Entre as manifestações do espírito, a comunidade deve estimar em especial o dom da profecia (v.20), provavelmente em descrédito no seu meio. Ele deve ser especialmente procurado porque por seu intermédio a comunidade é edificada, exortada e consolada (1 Co 14.1-4), e não somente o indivíduo.
Entretanto, nem tudo o que se diz proveniente do Espírito procede realmente do Espírito de Deus. Por isso, nos dois versículos seguintes (21 e 22) Paulo aponta para a necessidade de avaliar criticamente as manifestações do Espírito, com a finalidade de reter apenas o que é bom. Mais tarde, na Primeira Carta aos Coríntios, o apóstolo há de referir-se ao discernimento de Espírito como um dos carismas concedidos à comunidade (1 Co 12.10; 14.29; cf. também 1 Jo 4.1). No mesmo contexto ele define também o critério pelo qual importa discernir os espíritos e carismas: eles procedem de Deus se estão em conformidade com a fé cristã, se servem, não a interesses particulares, mas ao bem de toda a comunidade, e se são exercidos em amor (1 Co 12.3.7; 13: cf.1Pe 4.10).

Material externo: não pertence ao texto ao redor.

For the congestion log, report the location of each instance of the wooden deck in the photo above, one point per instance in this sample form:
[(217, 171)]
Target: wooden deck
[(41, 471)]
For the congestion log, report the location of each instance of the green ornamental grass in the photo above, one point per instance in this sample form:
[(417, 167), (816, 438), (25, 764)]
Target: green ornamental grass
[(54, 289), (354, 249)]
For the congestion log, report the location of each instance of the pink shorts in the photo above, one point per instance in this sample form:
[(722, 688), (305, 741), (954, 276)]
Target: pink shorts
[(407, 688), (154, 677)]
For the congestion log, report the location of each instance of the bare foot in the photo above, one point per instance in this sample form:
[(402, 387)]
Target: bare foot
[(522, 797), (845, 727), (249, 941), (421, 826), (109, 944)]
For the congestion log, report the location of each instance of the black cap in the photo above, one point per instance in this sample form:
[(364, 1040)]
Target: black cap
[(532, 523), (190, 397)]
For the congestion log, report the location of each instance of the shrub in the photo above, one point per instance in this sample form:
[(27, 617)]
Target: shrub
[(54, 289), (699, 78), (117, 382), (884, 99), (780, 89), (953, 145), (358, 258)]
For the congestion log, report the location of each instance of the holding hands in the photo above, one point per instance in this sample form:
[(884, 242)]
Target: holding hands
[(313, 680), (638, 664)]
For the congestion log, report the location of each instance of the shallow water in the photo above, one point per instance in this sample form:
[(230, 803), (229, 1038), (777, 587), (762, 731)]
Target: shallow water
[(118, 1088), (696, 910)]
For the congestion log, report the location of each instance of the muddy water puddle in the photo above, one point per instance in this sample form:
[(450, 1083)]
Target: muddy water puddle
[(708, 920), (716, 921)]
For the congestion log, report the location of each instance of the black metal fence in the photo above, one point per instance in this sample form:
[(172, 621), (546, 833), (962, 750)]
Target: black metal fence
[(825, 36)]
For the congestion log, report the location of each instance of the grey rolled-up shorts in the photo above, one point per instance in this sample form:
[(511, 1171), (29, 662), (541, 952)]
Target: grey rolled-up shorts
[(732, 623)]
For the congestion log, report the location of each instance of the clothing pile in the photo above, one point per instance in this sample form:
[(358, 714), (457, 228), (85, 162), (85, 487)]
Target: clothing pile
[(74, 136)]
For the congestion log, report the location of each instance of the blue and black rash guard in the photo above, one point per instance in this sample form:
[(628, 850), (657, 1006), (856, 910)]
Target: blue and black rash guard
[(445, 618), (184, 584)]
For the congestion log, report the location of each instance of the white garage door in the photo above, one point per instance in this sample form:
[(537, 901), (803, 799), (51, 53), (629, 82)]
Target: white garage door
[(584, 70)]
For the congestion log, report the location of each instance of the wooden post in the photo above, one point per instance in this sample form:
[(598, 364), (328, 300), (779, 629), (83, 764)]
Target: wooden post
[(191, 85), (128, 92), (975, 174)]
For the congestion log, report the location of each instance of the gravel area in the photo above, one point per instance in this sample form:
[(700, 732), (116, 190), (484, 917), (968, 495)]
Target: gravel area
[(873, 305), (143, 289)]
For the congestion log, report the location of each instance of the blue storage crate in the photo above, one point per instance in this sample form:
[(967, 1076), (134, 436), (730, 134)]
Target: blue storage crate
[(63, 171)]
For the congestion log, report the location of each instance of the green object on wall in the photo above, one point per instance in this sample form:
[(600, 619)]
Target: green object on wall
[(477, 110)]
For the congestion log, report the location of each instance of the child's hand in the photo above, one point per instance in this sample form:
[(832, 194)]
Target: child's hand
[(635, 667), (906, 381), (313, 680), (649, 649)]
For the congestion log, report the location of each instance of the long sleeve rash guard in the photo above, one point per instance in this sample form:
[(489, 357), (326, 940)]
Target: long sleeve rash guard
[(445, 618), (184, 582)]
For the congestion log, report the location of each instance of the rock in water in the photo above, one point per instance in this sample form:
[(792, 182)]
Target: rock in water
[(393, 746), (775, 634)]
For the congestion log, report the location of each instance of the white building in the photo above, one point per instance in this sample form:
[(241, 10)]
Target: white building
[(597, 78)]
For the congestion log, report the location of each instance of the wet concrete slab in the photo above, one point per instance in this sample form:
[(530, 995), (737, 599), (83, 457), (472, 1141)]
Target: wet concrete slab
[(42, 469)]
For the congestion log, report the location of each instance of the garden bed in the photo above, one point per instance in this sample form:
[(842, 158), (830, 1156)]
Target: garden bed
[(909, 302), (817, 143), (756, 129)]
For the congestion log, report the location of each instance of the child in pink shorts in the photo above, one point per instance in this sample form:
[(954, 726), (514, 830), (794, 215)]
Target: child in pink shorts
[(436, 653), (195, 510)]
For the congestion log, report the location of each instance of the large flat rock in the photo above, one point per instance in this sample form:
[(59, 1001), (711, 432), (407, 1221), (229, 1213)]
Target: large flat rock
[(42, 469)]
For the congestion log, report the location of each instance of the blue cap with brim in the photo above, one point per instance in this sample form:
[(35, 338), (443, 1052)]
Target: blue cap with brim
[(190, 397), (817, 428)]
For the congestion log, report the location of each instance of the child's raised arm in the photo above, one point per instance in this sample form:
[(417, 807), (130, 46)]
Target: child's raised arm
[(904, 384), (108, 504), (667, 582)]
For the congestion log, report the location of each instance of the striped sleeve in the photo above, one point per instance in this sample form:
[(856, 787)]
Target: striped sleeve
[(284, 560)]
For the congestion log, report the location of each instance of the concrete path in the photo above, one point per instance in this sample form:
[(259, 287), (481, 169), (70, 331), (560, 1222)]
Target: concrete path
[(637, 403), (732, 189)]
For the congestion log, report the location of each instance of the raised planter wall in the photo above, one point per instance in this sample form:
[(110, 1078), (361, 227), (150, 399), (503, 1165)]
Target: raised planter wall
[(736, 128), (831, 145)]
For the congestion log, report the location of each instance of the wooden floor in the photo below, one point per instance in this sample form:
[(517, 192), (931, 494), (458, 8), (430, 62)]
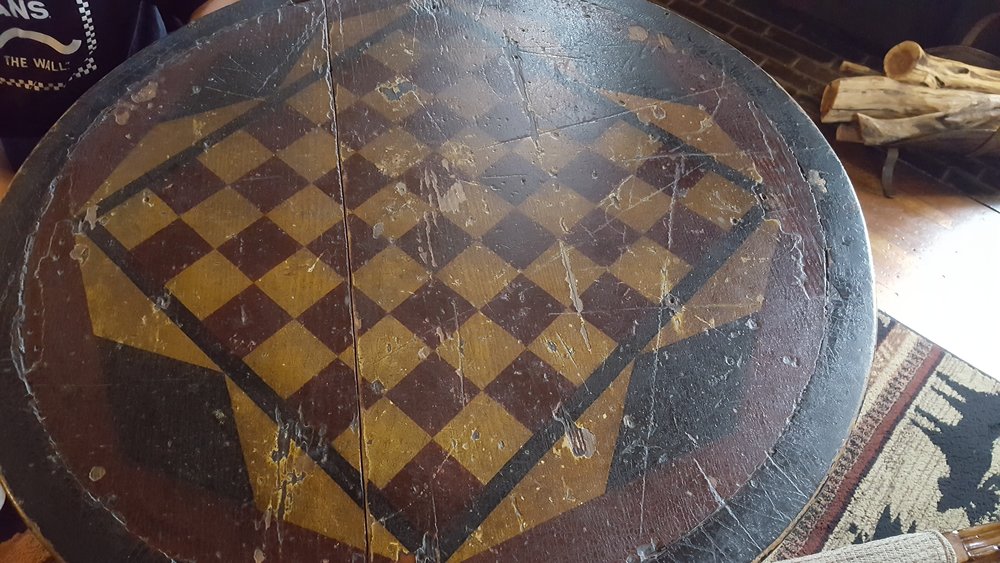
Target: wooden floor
[(937, 257)]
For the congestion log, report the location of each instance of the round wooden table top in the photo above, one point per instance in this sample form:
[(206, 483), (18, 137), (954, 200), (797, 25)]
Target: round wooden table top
[(430, 280)]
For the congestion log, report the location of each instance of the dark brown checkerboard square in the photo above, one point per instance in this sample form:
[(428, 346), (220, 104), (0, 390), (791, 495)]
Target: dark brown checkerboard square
[(169, 251), (530, 390), (685, 233), (523, 309), (278, 126), (359, 125), (435, 74), (592, 176), (259, 248), (370, 392), (329, 400), (518, 240), (514, 178), (423, 177), (507, 120), (362, 179), (433, 309), (329, 319), (187, 185), (432, 394), (246, 320), (329, 184), (331, 248), (614, 307), (669, 173), (361, 75), (364, 244), (270, 184), (434, 242), (434, 124), (602, 238), (431, 487)]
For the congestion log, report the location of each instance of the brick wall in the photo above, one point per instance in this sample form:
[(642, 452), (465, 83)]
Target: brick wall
[(803, 55)]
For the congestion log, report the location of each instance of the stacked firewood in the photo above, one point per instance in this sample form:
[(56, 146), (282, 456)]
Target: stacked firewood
[(922, 100)]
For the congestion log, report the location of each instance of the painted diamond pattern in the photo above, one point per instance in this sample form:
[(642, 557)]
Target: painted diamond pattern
[(454, 257)]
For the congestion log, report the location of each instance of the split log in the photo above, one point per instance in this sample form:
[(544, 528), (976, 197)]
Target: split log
[(884, 98), (909, 63), (976, 121), (847, 67), (849, 133)]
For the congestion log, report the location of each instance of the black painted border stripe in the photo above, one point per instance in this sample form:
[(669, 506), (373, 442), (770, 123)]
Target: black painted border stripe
[(328, 459), (514, 471)]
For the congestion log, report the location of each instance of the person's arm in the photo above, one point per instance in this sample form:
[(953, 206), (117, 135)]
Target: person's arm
[(6, 173)]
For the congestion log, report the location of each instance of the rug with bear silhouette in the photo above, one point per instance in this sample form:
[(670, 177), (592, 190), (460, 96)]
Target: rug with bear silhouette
[(924, 455)]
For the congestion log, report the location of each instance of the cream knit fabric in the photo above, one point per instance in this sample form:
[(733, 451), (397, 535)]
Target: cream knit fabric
[(925, 547)]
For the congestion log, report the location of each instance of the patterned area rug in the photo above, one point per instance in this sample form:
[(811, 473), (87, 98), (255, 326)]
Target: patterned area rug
[(925, 454)]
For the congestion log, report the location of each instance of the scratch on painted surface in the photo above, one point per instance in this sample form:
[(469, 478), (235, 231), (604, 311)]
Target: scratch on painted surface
[(574, 292)]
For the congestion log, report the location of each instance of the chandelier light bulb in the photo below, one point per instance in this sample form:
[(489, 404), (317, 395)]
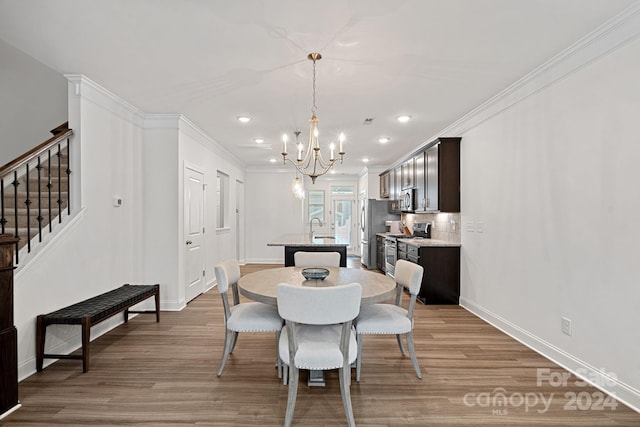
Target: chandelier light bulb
[(313, 164)]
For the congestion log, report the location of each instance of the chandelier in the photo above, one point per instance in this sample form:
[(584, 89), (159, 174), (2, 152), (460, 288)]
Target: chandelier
[(297, 187), (310, 162)]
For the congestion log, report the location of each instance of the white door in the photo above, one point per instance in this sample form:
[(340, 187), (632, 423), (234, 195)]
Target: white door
[(344, 223), (240, 221), (193, 232)]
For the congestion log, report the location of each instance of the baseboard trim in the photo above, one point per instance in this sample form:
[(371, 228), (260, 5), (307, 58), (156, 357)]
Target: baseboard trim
[(596, 377)]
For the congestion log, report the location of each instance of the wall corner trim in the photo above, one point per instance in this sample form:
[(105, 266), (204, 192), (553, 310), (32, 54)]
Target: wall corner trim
[(612, 386)]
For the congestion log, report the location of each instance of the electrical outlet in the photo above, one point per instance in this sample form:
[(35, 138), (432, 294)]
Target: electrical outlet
[(566, 326)]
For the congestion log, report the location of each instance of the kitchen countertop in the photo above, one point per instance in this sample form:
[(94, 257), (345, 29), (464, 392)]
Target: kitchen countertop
[(304, 240), (420, 242)]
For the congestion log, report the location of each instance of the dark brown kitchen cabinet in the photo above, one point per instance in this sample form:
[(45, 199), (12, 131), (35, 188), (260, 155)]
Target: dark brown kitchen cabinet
[(407, 174), (438, 176), (431, 179), (384, 185), (441, 277), (448, 180), (380, 259), (397, 180), (402, 250), (434, 172), (420, 183), (8, 332)]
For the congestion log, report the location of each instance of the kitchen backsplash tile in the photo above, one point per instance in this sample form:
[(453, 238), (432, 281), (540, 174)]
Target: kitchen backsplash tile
[(444, 226)]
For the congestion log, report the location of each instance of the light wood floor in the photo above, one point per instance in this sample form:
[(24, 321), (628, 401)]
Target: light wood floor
[(164, 374)]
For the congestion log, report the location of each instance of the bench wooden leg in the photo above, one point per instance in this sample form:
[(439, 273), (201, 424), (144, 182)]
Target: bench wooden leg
[(86, 338), (41, 332), (157, 298)]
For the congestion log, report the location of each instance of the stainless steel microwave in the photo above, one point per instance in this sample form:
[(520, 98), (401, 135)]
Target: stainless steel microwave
[(408, 200)]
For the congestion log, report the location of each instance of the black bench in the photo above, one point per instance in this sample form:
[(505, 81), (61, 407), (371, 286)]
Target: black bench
[(91, 312)]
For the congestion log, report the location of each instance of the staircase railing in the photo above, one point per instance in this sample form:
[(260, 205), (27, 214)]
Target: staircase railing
[(41, 192)]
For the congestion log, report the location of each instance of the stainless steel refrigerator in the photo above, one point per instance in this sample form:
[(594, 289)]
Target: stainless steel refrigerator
[(373, 214)]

Vv. 23-24: Esta visão tripartida da pessoa humana, como espírito, alma e corpo (v,23), quer expressar simplesmente que a vida toda dos tessalonicenses, seu pensar, querer e agir, é marcada pela obra santificadora de Deus. Esta obra de santificação de forma alguma está terminada, conforme expresso em diversas partes da carta. Ela é um processo dinâmico que inicia no Batismo e quer estar em continua realização até a parusia de Cristo. Deus é fiel, e haverá de completar a obra iniciada até a vinda de seu Filho (v.24).